Smoke stood up. “Afternoon, troops,” he called. The army patrol stopped in the creek. The top soldier forded on across and waved his men on. He reined up and dismounted. “Loosen ‘em up and let ’em blow, men.” He turned to face Smoke. “Would you be Smoke Jensen?”
“I am.”
“I’m Sergeant Major Murphy. I got orders to say this, as silly as it sounds. Are you aware of a large group of men, and some ladies, following you with hostile intent?”
“I am quite aware of them, Top Soldier. I’ve emptied about ten or so saddles over the past month or so. I was waiting for them here.”
“So I see. Well, the hunt is over, Mister Jensen. You are now under the protection of the United States Army.”
“It’s going to be interesting to hear what von Hausen has to say about that, Top.”
“They will be escorted from the park and ordered to leave the country, Mister Jensen.
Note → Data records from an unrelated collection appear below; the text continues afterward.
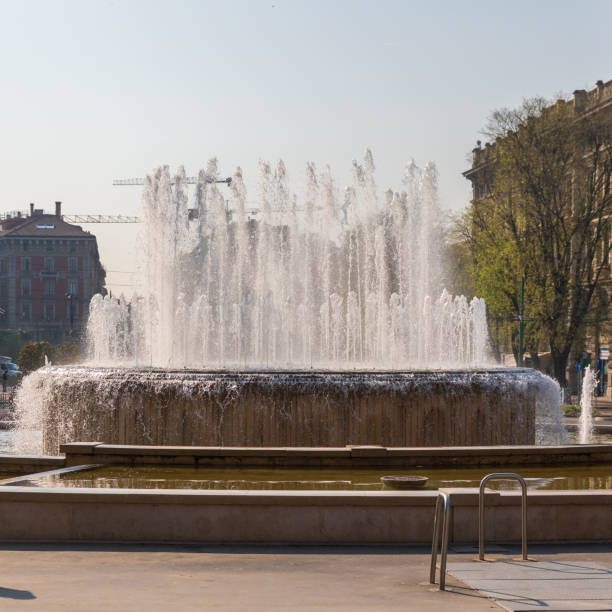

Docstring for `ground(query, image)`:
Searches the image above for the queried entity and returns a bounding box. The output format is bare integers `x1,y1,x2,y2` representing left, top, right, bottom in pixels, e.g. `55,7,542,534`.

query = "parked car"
0,357,21,387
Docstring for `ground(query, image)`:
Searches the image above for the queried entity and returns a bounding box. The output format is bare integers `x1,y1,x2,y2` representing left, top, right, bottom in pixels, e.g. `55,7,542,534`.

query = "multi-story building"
0,202,106,342
463,80,612,397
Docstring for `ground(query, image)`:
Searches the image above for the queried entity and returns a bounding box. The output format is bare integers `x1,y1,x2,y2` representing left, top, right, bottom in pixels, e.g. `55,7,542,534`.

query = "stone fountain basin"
23,366,561,454
0,443,612,544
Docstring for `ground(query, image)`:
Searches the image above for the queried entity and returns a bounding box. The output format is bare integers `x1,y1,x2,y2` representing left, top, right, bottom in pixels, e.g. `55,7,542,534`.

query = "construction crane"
113,176,232,187
62,215,140,223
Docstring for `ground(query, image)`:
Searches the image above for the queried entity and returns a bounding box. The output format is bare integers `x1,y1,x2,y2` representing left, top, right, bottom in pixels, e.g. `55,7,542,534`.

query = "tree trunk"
551,351,569,389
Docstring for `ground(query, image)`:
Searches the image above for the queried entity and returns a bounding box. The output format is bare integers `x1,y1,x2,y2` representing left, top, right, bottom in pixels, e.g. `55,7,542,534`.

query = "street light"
66,292,76,336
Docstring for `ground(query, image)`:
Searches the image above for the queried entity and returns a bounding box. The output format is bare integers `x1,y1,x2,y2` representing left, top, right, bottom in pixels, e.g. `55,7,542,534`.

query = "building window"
21,278,32,297
44,304,55,321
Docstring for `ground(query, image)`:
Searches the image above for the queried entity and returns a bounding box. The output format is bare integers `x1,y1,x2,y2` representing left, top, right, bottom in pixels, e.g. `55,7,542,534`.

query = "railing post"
429,491,450,591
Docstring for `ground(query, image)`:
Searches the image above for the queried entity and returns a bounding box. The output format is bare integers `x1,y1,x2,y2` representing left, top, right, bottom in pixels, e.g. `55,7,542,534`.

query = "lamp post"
66,292,76,337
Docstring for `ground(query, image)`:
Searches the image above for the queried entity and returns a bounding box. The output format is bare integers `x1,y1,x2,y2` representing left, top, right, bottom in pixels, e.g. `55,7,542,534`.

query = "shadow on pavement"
0,587,36,599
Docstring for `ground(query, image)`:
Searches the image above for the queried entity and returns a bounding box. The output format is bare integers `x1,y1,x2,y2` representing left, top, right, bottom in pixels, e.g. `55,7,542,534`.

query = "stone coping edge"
60,442,612,458
0,485,438,508
0,455,65,468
Those American citizens with them will be placed under arrest—if you press charges.”
“They’ll just lie for one another and nothing will be accomplished by my doing that, Top. And you know it.”
“That is probably very true, Mister Jensen. But I was under orders to inform you of that.”
“I have so been informed. You men got here awful quick.”
“We were here. We’re an advance party checking out likely places to build the park headquarters.”